Sans savoir pourquoi, Christiane se sentit tout émue. Une larme lui vint aux yeux, quoiqu'elle n'eût jamais été plus heureuse.
- écoutez-moi, reprit Julius. Je vous dois la vie. Ce n'est pas une phrase, c'est une certitude. J'ai le cœur superstitieux. Il y a un moment, dans ce duel, où j'ai vu sur ma poitrine la pointe de l'épée de mon adversaire. Je me suis senti perdu. Alors j'ai pensé à vous ; mon âme a prononcé votre nom, et l'épée n'a fait que m'effleurer. Je suis sûr que dans ce moment-là vous priiez pour moi.
- à quelle heure ? dit Christiane.
- à onze heures.
- Oh ! c'est vrai que je priais ! dit naïvement l'enfant avec une surprise joyeuse.

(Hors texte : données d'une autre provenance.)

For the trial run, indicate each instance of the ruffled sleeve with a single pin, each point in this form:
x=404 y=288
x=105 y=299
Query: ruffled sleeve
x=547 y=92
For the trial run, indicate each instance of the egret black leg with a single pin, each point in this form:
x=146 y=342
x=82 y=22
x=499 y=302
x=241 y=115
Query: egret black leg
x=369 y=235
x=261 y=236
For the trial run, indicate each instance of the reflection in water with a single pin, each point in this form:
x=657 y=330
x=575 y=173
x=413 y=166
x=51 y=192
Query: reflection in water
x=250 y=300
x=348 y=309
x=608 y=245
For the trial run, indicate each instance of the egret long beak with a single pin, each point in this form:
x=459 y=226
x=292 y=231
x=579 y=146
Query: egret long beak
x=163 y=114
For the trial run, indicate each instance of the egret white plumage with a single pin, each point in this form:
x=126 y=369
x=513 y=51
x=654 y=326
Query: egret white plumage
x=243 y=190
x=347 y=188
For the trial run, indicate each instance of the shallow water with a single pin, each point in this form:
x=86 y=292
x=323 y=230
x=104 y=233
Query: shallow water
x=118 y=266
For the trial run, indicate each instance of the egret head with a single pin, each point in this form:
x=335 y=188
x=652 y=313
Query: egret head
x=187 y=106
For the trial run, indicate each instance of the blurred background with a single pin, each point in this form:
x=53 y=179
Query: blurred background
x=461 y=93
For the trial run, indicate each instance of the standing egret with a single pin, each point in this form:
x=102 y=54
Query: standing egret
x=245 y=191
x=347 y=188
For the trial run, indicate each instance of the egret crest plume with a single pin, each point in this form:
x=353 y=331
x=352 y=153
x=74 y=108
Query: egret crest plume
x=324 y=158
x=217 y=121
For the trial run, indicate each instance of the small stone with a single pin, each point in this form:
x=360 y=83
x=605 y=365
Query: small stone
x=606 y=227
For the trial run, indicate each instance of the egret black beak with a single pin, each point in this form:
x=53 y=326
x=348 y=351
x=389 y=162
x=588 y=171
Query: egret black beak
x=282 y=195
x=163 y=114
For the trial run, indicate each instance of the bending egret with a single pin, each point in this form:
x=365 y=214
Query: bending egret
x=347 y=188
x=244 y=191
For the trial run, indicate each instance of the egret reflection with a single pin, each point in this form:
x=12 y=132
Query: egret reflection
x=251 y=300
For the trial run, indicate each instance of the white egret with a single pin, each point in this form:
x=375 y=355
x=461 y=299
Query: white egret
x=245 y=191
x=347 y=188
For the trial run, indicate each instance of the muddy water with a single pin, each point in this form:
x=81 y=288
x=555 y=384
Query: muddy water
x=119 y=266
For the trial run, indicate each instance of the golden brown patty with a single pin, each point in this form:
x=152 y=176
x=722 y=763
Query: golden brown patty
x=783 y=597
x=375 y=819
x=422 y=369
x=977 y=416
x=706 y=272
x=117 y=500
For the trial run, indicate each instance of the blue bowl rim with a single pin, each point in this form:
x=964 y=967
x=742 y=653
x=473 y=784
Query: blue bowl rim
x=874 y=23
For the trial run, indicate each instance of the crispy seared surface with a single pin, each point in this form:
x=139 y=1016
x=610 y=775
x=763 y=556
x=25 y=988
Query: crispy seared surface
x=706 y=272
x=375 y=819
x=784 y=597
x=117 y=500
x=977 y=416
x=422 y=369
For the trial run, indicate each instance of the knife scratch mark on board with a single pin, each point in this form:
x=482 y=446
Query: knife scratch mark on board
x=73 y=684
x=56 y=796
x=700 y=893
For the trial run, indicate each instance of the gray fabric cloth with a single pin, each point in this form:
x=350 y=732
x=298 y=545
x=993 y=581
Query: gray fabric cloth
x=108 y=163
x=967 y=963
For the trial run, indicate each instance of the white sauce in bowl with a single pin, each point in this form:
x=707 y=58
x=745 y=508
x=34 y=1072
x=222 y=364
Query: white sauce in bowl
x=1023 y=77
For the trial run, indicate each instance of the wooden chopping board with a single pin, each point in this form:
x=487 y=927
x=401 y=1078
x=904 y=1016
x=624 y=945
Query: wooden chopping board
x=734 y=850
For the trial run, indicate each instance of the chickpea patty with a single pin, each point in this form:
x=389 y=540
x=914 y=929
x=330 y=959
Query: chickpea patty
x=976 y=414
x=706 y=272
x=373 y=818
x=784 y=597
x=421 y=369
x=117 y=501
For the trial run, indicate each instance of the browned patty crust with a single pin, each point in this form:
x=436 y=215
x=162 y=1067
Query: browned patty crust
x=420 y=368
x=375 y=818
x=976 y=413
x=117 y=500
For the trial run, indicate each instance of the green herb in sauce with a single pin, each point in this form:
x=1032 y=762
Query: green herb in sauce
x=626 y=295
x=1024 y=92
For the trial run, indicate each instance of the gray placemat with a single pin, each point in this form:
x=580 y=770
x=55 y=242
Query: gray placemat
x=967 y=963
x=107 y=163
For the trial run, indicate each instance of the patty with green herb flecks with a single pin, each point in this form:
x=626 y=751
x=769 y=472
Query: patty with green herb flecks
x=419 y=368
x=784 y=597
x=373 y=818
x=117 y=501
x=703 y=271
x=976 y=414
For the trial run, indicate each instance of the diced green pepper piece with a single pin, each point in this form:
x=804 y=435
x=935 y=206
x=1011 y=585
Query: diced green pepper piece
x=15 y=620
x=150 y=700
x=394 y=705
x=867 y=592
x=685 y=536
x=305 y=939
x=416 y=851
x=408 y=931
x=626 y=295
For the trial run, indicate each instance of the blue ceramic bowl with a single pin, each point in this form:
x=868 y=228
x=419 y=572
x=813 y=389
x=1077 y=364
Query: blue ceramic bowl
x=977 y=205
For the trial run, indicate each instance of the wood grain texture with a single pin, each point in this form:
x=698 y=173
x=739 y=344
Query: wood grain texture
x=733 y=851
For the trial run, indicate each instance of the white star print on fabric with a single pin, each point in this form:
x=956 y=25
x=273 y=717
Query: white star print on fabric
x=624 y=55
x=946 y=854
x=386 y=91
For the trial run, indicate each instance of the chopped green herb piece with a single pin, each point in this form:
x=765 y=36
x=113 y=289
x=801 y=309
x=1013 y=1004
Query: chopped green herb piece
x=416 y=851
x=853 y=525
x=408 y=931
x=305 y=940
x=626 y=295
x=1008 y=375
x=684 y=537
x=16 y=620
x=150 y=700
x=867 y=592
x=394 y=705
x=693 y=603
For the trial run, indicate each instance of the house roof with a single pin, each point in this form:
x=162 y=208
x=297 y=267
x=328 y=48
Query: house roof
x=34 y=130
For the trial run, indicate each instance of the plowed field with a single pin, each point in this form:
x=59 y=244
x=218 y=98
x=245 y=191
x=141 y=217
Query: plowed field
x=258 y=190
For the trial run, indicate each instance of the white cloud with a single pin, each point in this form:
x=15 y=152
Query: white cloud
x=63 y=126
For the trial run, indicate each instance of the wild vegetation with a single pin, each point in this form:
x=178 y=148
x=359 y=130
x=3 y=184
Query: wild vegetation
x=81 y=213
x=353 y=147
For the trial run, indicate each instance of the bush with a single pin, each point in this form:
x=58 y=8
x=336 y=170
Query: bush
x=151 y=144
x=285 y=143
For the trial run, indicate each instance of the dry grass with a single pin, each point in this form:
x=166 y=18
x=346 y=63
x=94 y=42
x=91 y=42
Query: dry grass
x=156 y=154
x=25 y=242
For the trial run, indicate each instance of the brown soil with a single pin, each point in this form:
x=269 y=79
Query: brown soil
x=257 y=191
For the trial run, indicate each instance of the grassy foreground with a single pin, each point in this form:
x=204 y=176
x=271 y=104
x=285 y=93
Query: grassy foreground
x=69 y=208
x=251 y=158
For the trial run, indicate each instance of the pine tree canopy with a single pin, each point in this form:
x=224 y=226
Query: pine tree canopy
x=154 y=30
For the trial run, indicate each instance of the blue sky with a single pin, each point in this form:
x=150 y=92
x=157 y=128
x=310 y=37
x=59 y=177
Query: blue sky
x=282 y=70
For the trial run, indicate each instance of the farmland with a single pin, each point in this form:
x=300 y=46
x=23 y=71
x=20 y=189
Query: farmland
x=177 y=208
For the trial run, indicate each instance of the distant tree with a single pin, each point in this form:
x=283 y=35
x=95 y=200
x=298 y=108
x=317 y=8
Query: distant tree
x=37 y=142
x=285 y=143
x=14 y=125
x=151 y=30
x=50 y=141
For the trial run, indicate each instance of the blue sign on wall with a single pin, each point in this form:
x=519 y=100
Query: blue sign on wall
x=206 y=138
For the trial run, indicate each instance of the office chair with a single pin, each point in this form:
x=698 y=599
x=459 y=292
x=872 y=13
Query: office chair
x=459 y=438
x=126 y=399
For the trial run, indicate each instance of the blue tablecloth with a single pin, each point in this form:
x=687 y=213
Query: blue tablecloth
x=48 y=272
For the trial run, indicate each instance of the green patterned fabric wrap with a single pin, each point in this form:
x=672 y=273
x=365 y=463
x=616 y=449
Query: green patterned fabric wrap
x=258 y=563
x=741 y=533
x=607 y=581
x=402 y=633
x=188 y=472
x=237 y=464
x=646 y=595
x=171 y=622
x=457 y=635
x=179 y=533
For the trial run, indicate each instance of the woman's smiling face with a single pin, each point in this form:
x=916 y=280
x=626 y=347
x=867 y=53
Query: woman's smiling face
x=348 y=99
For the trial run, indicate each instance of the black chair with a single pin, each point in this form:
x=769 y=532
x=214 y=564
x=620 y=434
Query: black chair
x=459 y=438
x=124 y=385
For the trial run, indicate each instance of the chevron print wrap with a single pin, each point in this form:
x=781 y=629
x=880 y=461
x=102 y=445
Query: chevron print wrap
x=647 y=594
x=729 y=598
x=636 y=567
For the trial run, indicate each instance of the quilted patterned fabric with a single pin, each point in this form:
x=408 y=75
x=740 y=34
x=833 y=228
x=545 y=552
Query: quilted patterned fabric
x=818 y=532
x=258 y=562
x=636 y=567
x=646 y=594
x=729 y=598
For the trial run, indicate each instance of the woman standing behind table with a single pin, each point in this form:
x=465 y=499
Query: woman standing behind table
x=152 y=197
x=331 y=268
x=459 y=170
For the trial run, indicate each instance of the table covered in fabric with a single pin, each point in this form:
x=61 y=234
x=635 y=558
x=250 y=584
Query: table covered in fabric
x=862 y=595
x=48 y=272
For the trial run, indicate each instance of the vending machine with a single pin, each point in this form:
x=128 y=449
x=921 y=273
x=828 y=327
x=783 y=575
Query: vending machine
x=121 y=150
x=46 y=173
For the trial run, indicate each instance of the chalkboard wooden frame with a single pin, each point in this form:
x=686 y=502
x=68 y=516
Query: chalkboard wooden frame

- Je le savais. Mais ce n'est pas tout. à la seconde passe, j'ai été touché encore, et j'étais mort si la lame de mon adversaire n'eût trouvé et suivi un sachet de soie qui soutenait devinez quoi ? L'églantine enchantée que je tenais de vous.
- Oh ! vraiment ? Oh ! sainte Vierge, merci ! s'écria Christiane.
Julius reprit :
- Eh bien ! Christiane, puisque vous avez pris la peine d'intercéder pour moi, puisque vous avez réussi, c'est peut-être que ma vie doit vous être bonne à quelque chose. Ah ! si vous vouliez !
Christiane était toute tremblante et ne répondait pas.
- Un mot, poursuivit Julius, la couvrant d'un œil de flamme et de tendresse, ou, sinon un mot, au moins un geste, un signe que ce que je vous dis ne vous blesse pas ; que vous ne repousseriez pas, vous, ce rêve de vivre ainsi tous deux dans cette belle nature, seuls avec votre père...
- Et sans Samuel, dit brusquement une voix ironique derrière eux.
C'était Samuel, qui avait quitté le pasteur et qui avait écouté les derniers mots de Julius.
Christiane rougit. Julius se retourna, furieux contre Samuel qui interrompait si maladroitement son doux songe éveillé. Mais, à l'instant où il allait lui dire quelque parole blessante, il en fut empêché par l'arrivée du pasteur qui rejoignait ses hôtes.
Samuel se pencha à l'oreille de Julius :
- Valait-il mieux te laisser surprendre par le père ? dit-il.
On reprit le chemin du presbytère.
Les quatre promeneurs ne firent cette fois qu'un groupe. Christiane évitait Julius. Julius de son côté ne cherchait plus Christiane ; il craignait sa réponse autant qu'il la désirait. Sur la route, en revenant, l'approche des promeneurs fit tout à coup fuir quatre ou cinq chèvres.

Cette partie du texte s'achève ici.